«Le temps nous est compté». C’est ce que n’arrête de répéter en comité restreint Nadia Yassine, égérie d’Al Adl wa Al Ihssane et fille préférée du fondateur du mouvement extrémiste marocain. En effet, la famille du vieux fondateur de l’association islamiste «tolérée» est sérieusement inquiète de l’état de santé d’Abdeslam Yassine.
Aujourd’hui âgé de plus de 82 ans, le vieux serait malade au point de ne plus pouvoir communiquer avec sa famille. Le « temps » dont parle Nadia Yassine est celui de la succession. Parce que l’héritage d’Abdeslam Yassine est conséquent à bien des égards. Al Adl Wa Al Ihssane étant pratiquement organisée comme une secte ou un mouvement clandestin, toutes les donations qui proviennent aussi bien des militants installés en dehors du Maroc que des adeptes résidant dans le Royaume sont contrôlées par Abdeslam Yassine et ses proches. Cette situation pourrait ne pas durer au cas où le guide venait à disparaître. Les Adlistes ont en général une relation mystique et quasi fusionnelle avec leur chef et il n’est pas sûr qu’ils opèrent un transfert émotionnel vers un autre leader du mouvement, s’il venait d’être choisi.
C’est cette situation qui explique le regain d’activisme des structures d’Al Adl Wa Al Ihssane. Un trio de dirigeants composé de Nadia Yassine, de son mari Abdallah Chibani et du porte-parole du mouvement Fathallah Arsalane se serait mis d’accord pour que la succession échoit à la famille du Cheikh. Si Nadia, malgré sa popularité et son entrain médiatique, ne peut faire l’affaire, son mari quant à lui ne serait pas un mauvais candidat puisqu’en plus d’appartenir à la famille,il présenterait l’avantage d’être «sans ambitions et extrêmement malléable».
Resterait alors à convaincre l’appareil politique. Aissa Acherki, figure emblématique de l’aile politique du mouvement dans le Nord du pays, a fait les frais de son opposition à un tel scénario. Non seulement exclu, il a également été accusé de malversations. Une réaction prise au nom du père et susceptible de calmer les ardeurs de contestataires potentiels.
La deuxième phase a été la démonstration de force dans les rues de rabat lors de la marche de soutien à la flottille de la liberté.
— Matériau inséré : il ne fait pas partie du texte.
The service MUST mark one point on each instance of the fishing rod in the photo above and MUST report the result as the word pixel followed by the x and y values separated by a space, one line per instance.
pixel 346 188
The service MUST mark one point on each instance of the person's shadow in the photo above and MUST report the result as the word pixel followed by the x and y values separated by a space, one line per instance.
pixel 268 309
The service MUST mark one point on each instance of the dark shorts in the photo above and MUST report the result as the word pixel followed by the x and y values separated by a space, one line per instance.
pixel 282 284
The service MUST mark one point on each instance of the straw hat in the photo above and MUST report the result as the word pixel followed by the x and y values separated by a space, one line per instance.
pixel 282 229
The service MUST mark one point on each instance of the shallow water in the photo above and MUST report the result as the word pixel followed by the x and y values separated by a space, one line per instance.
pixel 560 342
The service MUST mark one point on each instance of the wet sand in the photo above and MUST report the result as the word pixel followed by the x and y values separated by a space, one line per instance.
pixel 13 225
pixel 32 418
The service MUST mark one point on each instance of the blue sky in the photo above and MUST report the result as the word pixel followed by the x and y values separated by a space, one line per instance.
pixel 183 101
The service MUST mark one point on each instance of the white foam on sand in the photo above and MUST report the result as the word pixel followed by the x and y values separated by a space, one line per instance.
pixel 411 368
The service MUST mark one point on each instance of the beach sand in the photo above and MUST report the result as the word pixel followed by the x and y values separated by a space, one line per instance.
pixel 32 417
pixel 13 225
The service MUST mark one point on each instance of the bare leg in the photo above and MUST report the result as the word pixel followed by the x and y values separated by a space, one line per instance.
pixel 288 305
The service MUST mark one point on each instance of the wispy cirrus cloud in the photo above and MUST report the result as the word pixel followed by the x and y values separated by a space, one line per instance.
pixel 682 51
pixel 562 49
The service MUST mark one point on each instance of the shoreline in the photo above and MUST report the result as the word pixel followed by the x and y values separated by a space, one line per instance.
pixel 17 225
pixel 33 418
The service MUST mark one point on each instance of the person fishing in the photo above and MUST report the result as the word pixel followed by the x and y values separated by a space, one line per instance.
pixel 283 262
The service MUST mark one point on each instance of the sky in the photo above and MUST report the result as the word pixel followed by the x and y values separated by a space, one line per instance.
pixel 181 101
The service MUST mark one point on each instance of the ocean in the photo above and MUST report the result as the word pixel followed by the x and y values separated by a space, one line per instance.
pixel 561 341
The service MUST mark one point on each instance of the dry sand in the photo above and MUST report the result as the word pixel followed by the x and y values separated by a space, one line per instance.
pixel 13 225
Le trio Yassine-Chibani-Arsalane a battu l’appel des militants et n’a pas lésiné sur les moyens pour démontrer aux adeptes qu’Al Adl n’a pas perdu de son influence alors même que le cheikh est malade. Un message destiné plus à la clientèle interne qu’aux autorités marocaines qui suivent de près la lutte de succession au sein du mouvement.